Si è tenuto l’altroieri  a Roma il convegno “Alimenta il Pil:  agronetwork per crescere”, organizzato presso l’Aula Magna dell’Università Luiss allo scopo di presentare gli esiti dello studio “L’Eco-sistema agroindustriaservizi”. Il lavoro, commissionato da Confagricoltura alla stessa Luiss, ha avuto l’obiettivo di individuare alcune strategie di rete, “agro network”,  per favorire  lo sviluppo del comparto agroalimentare. All’incontro sono intervenuti numerosi leader politici e rappresentanti di associazioni dei settori agricoltura, industria, servizi e sindacati. Nel dettaglio lo studio realizzato dalla Luiss, che avanza alcune strategie finalizzate allo sviluppo del comparto, si articola su quattro assi principali: rafforzamento organizzativo e competitivo delle imprese agricole; potenziamento dell’offerta agroalimentare italiana; internazionalizzazione; sviluppo dell’ecosistema e competitività del territorio. Secondo le parole di Mario Giudi, presidente Confagricoltura, il progetto contiene una “visione integrata dell’agricoltura” e rappresenta un modo innovativo e inedito di proporre soluzioni nuove in risposta alla crisi di questo periodo.

Per Guidi è importante passare “dalla rappresentanza di settore alla rappresentanza di mercato”, allo scopo di “ridisegnare una mappa produttiva in un mercato di concorrenza che crei benefici per tutti”. Il presidente di Confagricoltura ha rimarcato inoltre il fatto che, nel corso dell’attuale campagna elettorale, si parla effettivamente di politica, al di là di  slogan e promesse sulle tasse. “Ai politici chiediamo di fare delle buone regole, al resto ci pensiamo noi”, ha dichiarato, auspicando che politica e imprese sappiano concentrarsi davvero su progetti davvero in grado di promuovere concretamente lo sviluppo. E va in questa direzione la proposta di Confagricoltura di passare da un Ministero delle Politiche Agricole quale l’attuale ad un vero e proprio “hub”, un “centro nevralgico per lo sviluppo dell’agroalimentare”, allo scopo di condividere conoscenze, snellire la burocrazia, incentivare la collaborazione tra imprese e l’apertura verso i mercati internazionali. “Il «modello ministero», come luogo in cui regolare la redistribuzione di risorse, non serve più. A partire dal nostro, occorrono dicasteri con una funzione diversa e nuova, che facciano da «snodo», permettendo di condividere le conoscenze, favorire la collaborazione tra imprese, coordinare i progetti territoriali, allocare correttamente le risorse sui fattori strategici, tagliare drasticamente la burocrazia.
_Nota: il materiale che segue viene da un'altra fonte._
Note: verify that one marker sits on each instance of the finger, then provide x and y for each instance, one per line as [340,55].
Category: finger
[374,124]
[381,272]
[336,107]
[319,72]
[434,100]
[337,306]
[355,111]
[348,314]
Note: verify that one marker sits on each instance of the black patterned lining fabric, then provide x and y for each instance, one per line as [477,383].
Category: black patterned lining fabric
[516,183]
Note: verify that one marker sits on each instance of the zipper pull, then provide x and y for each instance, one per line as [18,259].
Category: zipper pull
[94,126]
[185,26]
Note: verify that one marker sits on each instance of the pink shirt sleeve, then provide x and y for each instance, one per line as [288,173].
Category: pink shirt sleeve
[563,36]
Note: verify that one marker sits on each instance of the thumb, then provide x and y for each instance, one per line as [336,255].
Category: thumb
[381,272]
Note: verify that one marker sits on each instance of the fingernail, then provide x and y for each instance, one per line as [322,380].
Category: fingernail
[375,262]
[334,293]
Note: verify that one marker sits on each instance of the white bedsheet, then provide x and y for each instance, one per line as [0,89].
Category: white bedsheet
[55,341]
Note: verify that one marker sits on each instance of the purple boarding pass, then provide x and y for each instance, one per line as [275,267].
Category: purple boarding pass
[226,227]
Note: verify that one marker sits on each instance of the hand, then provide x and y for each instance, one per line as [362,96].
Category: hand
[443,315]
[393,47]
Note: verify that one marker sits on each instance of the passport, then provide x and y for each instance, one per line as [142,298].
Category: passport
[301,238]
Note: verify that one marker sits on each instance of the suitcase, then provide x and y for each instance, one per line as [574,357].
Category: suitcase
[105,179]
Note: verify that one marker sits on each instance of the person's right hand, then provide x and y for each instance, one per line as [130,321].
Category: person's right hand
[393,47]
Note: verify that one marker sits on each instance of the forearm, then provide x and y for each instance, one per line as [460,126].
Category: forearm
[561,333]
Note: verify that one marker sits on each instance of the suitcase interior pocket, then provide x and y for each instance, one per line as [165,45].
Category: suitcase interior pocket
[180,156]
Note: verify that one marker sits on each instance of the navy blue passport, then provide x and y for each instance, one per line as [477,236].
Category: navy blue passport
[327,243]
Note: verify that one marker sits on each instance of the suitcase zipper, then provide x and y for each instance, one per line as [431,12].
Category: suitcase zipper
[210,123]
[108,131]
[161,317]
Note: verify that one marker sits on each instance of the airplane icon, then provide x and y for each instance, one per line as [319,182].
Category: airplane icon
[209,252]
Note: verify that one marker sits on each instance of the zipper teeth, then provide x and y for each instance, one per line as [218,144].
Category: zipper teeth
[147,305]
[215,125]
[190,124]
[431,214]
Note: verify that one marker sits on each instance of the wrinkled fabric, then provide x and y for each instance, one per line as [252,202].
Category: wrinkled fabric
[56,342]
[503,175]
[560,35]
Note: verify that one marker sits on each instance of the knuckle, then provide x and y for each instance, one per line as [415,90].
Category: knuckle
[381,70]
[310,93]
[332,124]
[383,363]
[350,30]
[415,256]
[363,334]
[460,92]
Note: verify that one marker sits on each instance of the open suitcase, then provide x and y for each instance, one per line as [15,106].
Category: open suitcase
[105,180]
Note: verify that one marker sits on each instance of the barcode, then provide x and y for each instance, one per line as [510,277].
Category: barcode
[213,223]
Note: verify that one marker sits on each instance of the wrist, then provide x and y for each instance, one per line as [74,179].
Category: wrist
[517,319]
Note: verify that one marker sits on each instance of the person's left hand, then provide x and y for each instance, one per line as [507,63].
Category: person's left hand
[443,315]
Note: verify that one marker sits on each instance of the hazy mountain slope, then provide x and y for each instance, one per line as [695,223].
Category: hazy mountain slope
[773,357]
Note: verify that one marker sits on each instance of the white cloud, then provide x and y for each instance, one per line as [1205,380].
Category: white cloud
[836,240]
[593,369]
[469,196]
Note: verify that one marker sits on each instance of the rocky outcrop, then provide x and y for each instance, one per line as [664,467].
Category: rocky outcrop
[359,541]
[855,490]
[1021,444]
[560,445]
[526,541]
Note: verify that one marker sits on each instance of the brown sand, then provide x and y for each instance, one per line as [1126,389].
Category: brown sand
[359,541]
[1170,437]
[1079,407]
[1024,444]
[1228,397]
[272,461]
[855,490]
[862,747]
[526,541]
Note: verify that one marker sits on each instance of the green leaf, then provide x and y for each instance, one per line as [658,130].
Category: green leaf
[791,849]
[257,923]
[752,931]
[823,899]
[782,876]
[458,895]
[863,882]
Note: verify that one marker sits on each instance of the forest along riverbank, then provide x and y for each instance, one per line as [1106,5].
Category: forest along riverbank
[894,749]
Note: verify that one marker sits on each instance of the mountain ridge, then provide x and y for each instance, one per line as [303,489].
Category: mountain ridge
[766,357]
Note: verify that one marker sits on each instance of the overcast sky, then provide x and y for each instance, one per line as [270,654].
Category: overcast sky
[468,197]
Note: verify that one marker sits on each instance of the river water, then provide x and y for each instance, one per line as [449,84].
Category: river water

Le Regioni devono essere al servizio di questa strategia di maggiore efficienza. Anche se le realtà sono diverse, non possiamo più permetterci politiche agroalimentari non “coordinate”, ha proseguito Guidi.“La creazione del valore si va spostando dai prodotti ai processi – ha osservato – L’obiettivo allora è quello di creare un settore agroalimentare che faccia network, che avvii contratti di rete, che trovi nella condivisione, e non nella divisione, le occasioni di crescita, come sistema integrato. Intorno al concetto di sviluppo ruota il rilancio del settore e la ripresa del Paese”.
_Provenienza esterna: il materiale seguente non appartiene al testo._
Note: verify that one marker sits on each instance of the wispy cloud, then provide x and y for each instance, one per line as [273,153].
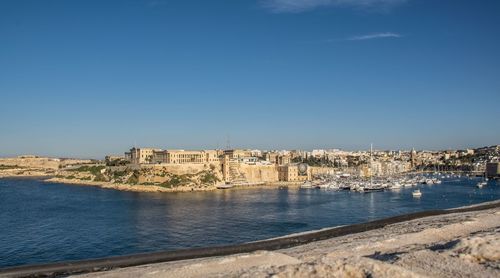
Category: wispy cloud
[297,6]
[374,36]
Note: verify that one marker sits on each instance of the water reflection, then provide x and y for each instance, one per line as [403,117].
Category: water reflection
[61,222]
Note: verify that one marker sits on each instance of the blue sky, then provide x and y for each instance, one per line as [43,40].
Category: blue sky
[88,78]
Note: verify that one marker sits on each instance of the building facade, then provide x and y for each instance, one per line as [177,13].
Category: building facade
[185,157]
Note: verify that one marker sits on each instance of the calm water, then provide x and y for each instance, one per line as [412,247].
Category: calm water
[48,222]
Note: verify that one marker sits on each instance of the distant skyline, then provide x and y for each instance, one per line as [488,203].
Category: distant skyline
[90,78]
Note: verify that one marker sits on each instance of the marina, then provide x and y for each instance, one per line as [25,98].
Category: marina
[66,222]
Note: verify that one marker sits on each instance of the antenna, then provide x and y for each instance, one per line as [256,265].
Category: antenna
[228,142]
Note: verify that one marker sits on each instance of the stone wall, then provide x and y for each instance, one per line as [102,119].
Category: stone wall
[259,173]
[32,162]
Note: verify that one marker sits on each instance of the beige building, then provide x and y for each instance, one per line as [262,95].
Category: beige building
[291,172]
[237,154]
[185,157]
[493,170]
[140,155]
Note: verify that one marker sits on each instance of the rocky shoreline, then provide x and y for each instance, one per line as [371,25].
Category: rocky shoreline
[465,244]
[49,177]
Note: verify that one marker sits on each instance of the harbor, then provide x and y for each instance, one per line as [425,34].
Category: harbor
[66,222]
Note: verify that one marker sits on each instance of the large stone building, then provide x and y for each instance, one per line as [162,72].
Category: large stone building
[185,157]
[140,155]
[293,172]
[493,170]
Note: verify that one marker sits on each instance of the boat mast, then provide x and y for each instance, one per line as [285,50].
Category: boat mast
[371,167]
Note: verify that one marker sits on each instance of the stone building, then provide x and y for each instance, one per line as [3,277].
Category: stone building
[493,170]
[140,155]
[185,157]
[291,172]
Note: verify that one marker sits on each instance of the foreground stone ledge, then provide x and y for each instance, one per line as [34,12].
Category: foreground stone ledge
[443,243]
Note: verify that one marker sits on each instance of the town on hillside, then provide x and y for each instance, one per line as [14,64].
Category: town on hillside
[186,170]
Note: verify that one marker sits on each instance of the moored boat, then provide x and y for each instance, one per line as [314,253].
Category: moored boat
[416,193]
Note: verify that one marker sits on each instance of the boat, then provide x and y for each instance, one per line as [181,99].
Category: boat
[416,193]
[306,184]
[224,186]
[481,184]
[372,189]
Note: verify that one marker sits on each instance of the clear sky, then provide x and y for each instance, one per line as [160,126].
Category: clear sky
[89,78]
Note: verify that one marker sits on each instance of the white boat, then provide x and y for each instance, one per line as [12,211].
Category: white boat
[416,193]
[306,184]
[481,184]
[224,186]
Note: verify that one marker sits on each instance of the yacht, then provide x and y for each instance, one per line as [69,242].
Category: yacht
[306,184]
[416,193]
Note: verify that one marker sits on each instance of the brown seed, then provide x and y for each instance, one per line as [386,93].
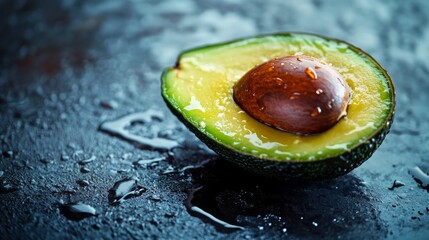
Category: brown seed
[305,106]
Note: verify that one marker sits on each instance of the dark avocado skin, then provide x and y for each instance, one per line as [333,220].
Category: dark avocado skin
[327,168]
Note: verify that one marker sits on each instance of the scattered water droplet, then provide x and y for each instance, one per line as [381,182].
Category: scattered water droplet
[118,128]
[143,162]
[83,183]
[125,189]
[316,111]
[77,211]
[420,177]
[195,210]
[109,104]
[85,170]
[170,169]
[8,154]
[311,73]
[86,161]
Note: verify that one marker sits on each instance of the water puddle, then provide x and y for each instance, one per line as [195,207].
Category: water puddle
[77,211]
[120,129]
[125,189]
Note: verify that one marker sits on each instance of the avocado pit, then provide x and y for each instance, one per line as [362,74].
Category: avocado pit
[297,94]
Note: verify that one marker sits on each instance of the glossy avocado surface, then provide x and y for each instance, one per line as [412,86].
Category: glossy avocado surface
[199,90]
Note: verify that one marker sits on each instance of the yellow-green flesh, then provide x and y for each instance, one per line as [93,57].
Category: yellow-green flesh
[200,88]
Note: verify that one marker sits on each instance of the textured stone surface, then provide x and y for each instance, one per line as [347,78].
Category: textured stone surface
[67,67]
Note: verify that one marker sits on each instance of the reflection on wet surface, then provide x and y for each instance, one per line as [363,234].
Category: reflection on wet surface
[234,200]
[119,129]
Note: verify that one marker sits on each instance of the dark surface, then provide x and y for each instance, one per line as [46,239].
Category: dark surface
[68,66]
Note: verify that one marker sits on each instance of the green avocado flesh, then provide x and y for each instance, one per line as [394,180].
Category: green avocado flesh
[199,91]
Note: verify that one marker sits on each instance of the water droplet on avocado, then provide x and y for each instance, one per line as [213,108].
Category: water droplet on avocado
[125,189]
[311,73]
[77,211]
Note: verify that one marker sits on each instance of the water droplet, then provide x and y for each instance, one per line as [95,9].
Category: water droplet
[170,169]
[195,210]
[143,162]
[311,73]
[316,111]
[77,211]
[420,177]
[6,187]
[396,184]
[109,104]
[85,170]
[118,128]
[125,189]
[83,183]
[7,154]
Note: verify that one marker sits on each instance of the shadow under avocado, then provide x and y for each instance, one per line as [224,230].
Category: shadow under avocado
[232,199]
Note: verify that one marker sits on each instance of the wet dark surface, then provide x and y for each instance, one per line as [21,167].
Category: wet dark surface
[68,67]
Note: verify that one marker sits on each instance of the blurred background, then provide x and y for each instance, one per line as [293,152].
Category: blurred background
[68,66]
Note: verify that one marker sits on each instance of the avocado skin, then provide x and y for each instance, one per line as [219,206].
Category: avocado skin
[327,168]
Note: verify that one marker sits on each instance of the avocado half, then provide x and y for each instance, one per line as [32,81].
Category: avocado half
[198,90]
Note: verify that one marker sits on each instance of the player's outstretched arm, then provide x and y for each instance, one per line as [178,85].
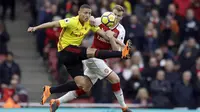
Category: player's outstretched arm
[44,25]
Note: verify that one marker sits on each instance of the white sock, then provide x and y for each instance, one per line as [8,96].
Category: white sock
[120,98]
[68,97]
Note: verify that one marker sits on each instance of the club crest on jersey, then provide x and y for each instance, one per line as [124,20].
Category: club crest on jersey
[106,70]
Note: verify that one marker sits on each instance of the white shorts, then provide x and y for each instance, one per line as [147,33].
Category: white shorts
[96,69]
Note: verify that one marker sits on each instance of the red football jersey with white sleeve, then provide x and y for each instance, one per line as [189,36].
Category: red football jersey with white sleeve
[100,43]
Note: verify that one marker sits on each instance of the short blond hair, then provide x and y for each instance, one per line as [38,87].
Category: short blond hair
[119,8]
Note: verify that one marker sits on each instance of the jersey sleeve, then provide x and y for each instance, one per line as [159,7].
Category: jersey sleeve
[65,22]
[97,21]
[121,35]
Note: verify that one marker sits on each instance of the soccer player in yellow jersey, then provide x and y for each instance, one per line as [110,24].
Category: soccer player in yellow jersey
[73,32]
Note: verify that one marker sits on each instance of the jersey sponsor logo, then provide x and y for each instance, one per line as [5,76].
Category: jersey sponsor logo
[106,70]
[102,39]
[77,34]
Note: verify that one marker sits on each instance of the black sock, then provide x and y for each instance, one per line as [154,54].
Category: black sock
[104,54]
[68,86]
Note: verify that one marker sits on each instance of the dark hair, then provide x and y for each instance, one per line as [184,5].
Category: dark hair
[119,8]
[85,6]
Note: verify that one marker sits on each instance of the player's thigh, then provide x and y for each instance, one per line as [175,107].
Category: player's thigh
[91,52]
[113,78]
[72,63]
[91,75]
[98,67]
[80,52]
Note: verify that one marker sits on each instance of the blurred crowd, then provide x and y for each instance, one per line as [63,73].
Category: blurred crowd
[164,69]
[11,90]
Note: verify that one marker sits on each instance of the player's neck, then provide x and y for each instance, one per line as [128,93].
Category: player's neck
[114,26]
[82,22]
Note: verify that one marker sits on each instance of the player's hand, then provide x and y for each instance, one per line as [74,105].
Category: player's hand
[31,29]
[110,34]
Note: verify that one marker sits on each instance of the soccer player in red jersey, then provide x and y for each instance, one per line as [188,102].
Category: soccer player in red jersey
[97,68]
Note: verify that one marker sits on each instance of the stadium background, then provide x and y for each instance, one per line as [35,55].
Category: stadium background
[163,72]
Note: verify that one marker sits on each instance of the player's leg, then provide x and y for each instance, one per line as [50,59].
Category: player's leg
[74,67]
[102,71]
[71,95]
[91,80]
[115,81]
[104,54]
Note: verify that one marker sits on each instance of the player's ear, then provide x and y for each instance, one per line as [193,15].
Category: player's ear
[79,12]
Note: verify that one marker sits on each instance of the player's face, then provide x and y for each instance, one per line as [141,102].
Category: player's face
[118,14]
[84,14]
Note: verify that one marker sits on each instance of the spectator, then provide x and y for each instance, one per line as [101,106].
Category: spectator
[188,54]
[151,36]
[161,89]
[137,60]
[171,76]
[8,69]
[142,98]
[134,83]
[182,5]
[170,29]
[135,32]
[155,19]
[149,72]
[190,27]
[141,10]
[125,3]
[184,92]
[160,57]
[195,69]
[167,53]
[4,38]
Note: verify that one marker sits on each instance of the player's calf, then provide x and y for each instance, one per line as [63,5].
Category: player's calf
[104,54]
[115,81]
[83,83]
“Proponiamo 25 grandi progetti territoriali, uno o due per regione, che siano di rilevante impatto, che integrino attori di comparti diversi, determinando lo sviluppo di un’offerta complessiva ed innovativa ed opportunità di internazionalizzazione”. “Si tratta di un progetto ambizioso, ma è l’unico che – ha concluso il Presidente Confagricoltura – può valorizzare l’agroalimentare, che sebbene muova nel suo insieme circa il 15 per cento del Pil, non ha l’attenzione che si merita”, auspicando la nascita di un’agricoltrua “3.0”, in grado di raccogliere le sfide del settore. Dello stesso avviso Maurizio Gardin, presidente FedAgri – Confcooperative, secondo il quale è necessario “un approccio del tutto nuovo, anche dimenticando i paradigmi che ci hanno portato fin qui”, in cui le parole chiave siano efficienza, razionalità delle filiere ed aggregazione dell’offerta. “Con il prossimo governo dovremo avere la capacità di discutere di come gestire le risorse per i singoli comparti”, ha dichiarato Gardini, che a proposito della Pac ha affermato che “secondo il quale occorre chiedersi se negli ultimi dieci anni i finanziamenti siano davvero stati stanziati nel modo giusto”.